SELECT MAX(YEAR(p.birthdate)) as max_year, wi.department as department
FROM person p INNER JOIN
     works_in wi
     ON wi.person_id = p.id
WHERE p.birthdate IS NOT NULL
GROUP BY wi.department;

      

The best indices: person(birthdate, id)

and works_in(person_id, department)

. They cover the indexes for the query and save the additional cost of reading the data pages.

By the way, if a lot of people have no NULL

births (i.e. there are departments where everyone has a birth date NULL

), the query is basically equivalent to:

SELECT MAX(YEAR(p.birthdate)) as max_year, wi.department as department
FROM person p INNER JOIN
     works_in wi
     ON wi.person_id = p.id
GROUP BY wi.department;

      

For this, the best indices person(id, birthdate)

and works_in(person_id, department)

.



EDIT:

I cannot think of an easy way to solve the problem. More powerful hardware is one solution.

If you really need this information quickly, more work is needed.

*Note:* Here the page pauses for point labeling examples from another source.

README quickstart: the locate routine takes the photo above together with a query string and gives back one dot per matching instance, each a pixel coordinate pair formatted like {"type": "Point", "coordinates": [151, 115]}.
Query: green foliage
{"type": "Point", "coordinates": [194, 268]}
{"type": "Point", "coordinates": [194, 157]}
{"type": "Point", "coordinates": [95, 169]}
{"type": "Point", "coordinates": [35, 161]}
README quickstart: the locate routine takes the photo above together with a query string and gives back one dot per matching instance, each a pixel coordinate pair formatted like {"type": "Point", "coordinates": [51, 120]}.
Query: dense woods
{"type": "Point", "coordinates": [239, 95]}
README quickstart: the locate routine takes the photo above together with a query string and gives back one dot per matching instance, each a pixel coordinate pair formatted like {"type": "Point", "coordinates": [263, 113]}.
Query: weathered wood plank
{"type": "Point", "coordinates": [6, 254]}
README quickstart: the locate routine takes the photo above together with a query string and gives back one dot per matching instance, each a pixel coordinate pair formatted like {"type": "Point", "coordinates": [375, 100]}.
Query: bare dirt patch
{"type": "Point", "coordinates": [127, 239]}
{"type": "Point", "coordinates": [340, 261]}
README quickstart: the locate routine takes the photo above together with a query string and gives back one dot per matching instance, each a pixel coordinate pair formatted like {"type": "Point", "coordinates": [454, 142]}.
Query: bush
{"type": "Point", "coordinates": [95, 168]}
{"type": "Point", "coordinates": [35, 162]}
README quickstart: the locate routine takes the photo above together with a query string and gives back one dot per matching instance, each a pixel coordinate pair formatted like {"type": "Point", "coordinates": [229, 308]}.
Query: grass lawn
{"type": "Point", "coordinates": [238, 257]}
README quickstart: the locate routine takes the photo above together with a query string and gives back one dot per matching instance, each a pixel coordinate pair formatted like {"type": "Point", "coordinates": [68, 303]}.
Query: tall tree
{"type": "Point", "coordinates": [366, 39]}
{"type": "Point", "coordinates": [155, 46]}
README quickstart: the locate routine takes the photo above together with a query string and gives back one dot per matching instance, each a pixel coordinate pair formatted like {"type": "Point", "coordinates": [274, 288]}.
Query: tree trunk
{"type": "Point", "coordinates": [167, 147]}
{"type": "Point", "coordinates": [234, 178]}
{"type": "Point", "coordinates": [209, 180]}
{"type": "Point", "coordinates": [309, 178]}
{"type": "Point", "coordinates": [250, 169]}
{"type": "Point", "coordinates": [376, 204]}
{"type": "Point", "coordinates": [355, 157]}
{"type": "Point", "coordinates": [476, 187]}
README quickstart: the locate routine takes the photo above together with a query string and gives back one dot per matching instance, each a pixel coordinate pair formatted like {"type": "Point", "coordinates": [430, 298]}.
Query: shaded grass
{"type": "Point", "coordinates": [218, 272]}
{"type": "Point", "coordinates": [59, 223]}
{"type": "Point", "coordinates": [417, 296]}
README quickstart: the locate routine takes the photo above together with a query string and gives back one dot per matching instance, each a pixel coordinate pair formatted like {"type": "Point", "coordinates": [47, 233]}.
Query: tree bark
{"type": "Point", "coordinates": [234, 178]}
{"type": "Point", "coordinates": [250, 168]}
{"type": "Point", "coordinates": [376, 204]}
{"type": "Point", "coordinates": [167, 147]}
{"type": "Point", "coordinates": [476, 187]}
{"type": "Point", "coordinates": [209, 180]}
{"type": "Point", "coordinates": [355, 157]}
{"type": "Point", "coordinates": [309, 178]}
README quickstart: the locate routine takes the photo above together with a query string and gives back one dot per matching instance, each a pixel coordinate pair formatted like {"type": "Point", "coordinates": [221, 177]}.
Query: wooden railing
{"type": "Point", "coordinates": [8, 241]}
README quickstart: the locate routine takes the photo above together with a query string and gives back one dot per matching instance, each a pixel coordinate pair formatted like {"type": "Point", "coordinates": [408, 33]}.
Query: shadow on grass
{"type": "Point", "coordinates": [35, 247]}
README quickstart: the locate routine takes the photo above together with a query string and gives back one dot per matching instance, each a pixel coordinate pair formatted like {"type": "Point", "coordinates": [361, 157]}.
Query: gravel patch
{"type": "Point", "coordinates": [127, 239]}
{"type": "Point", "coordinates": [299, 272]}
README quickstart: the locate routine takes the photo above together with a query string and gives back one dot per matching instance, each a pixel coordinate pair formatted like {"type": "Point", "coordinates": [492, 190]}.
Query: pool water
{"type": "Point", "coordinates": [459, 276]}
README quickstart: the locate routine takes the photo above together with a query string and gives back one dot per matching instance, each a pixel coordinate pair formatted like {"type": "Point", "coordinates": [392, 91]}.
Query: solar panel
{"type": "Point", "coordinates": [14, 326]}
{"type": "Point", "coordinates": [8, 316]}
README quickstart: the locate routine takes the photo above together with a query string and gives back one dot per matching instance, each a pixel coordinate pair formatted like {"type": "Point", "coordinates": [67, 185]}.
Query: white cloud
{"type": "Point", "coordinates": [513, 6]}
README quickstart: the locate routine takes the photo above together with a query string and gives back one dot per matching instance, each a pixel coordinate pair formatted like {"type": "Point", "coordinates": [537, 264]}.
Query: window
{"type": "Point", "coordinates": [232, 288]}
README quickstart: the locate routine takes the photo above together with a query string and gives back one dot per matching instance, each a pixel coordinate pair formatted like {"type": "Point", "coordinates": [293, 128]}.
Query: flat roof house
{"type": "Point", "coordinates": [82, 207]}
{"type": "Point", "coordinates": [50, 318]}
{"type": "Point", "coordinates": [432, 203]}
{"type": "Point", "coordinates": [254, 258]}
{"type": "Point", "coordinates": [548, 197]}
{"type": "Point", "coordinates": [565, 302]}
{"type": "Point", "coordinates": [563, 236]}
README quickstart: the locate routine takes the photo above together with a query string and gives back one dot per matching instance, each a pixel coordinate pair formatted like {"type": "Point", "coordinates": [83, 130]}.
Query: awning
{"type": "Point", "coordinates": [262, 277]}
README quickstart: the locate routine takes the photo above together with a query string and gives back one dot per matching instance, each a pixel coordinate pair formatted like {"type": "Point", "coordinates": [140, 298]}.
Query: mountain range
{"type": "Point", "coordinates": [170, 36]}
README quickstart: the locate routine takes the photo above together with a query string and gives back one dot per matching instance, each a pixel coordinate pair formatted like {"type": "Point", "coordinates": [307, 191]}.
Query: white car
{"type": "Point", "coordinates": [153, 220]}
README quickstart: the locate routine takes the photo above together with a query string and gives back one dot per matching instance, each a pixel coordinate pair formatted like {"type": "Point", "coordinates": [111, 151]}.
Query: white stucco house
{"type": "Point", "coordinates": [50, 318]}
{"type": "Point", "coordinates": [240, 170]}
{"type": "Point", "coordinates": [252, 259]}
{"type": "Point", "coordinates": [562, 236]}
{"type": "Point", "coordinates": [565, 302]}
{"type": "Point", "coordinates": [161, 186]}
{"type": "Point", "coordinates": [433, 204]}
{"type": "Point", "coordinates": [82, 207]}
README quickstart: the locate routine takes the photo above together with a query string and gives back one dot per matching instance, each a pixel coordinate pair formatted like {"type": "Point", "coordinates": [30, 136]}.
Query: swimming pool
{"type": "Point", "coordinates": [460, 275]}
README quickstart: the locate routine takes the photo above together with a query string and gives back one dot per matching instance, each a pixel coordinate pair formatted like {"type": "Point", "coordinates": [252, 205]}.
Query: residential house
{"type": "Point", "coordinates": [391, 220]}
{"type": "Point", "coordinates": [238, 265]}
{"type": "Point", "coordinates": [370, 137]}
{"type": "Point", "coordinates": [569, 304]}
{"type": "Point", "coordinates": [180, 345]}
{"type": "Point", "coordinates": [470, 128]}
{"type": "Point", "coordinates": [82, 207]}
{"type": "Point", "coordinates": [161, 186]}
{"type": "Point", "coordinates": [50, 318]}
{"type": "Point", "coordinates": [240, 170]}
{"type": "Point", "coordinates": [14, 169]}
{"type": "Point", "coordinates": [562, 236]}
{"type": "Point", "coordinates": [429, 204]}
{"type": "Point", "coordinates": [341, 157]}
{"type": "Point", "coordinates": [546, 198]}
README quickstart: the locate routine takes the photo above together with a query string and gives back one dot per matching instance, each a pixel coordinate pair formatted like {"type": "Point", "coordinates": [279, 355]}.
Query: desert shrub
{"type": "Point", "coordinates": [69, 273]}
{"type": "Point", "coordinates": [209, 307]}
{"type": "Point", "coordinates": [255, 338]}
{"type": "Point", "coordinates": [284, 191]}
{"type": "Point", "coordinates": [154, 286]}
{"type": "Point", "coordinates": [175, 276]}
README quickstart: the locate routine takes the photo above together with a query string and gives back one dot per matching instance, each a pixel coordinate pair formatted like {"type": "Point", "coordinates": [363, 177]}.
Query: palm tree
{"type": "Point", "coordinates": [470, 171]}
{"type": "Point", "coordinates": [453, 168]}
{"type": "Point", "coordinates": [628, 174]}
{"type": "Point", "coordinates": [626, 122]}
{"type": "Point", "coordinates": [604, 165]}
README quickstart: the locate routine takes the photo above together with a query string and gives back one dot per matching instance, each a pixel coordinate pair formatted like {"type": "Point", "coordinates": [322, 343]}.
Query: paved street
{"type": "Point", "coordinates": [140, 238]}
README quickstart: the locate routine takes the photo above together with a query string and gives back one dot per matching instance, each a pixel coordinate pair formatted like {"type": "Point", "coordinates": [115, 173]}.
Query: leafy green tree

One approach is to add the maximum date of birth to the table departments

and add triggers. For works_in

you need triggers for update

, insert

and delete

. For persons

only update

(presumably insert

and delete

will be processed works_in

). This saves the final group by

, which should be a big savings.

A simpler approach is to add the maximum date of birth just before works_in

. However, you still need the final aggregation and it can be expensive.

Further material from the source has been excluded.